Overall experiences with French.

View Europe on Soseki's travel map.

Since French is the only language on this trip that I've had significant prior experience with, I was able to add gently to my French, rather than trying to grab new words and phrases that might be useful all at once.

Most Used French Word that I Did Not Know Before This Trip: Noisettes (Hazelnut.) I picked that one up when we were stillin Bern and I noticed something (probably Nutella or a Nutella-like spread) labeled both “Haselnuss” and “Noisettes.” Since then, it has played a significant role in practically every time I look for desserts.

Most Useful Phrase that I Picked Up on this Trip: “Une Caraffe d'eau.” (A pitcher of water.) This was picked up from experience, not from writing. We began by looking up the word for tap word (eau de robinet) but then realized that whenever we asked for that,t the waitress would say “Une caraffe d'eau? D'accord.” Eventually we started asking for that, and counted ourselves successful when that did not bring us mineral water poured into a pitcher.

Grammar Rule I Did Not Know Before: You can add “ier” to any noun to refer to the person who does things related to that noun. You can add “erie” to any noun to make “the store that sells” that thing. (I'm pretty sure that's not a real rule, but I've seen enough examples of it that I'm inclined to think it is.

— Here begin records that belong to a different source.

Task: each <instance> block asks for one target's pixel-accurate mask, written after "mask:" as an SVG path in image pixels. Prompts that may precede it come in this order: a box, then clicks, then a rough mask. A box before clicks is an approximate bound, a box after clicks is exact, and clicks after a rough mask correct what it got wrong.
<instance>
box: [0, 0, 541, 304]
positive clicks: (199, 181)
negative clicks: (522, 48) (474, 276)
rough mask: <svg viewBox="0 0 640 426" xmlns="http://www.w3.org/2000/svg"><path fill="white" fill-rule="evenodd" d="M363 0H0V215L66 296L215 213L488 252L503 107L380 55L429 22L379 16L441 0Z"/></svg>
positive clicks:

Biggest Regret Regret from French 4: So, my last unit of high school French was about world issues. The culmination of a lot of research into different issues was that we needed to give a four-minute talk about “Our vow for changing the world” and how it related to the specific issue we were studying. There were also a fair number of worksheets and conversations with classmates about this.

At some point in Paris, I passed a sign that was titled “Three Days for Changing the World.” It was a sheet of paper that was advertising a discussion about that topic. It had questions for debate/ideas to start thinking.”What strategy for changing the world?” Some ideas to get started: “Family, marriage, Marxist economy...”

So my biggest regret for French 4 was that I didn't think to have my “Vow for changing the world” be “Establish a Marxist economy.” I could have done a lot of different research about poverty levels and the divide between those with money and those without and made a very compelling case for why a Marxist economy would be an improvement. I might have ended with a lower grade in French, but it might have been worth it.

Overall, though, I liked being in French-speaking places. It's a beautiful language, and I was familiar enough with it that I could sometimes get through entire conversations without the person I was talking with going “Ah, maybe English would be better, no?”It was nice to be able to use it in a practical setting, and I was glad I studied it.

Even if I did never use class time to encourage Marxism.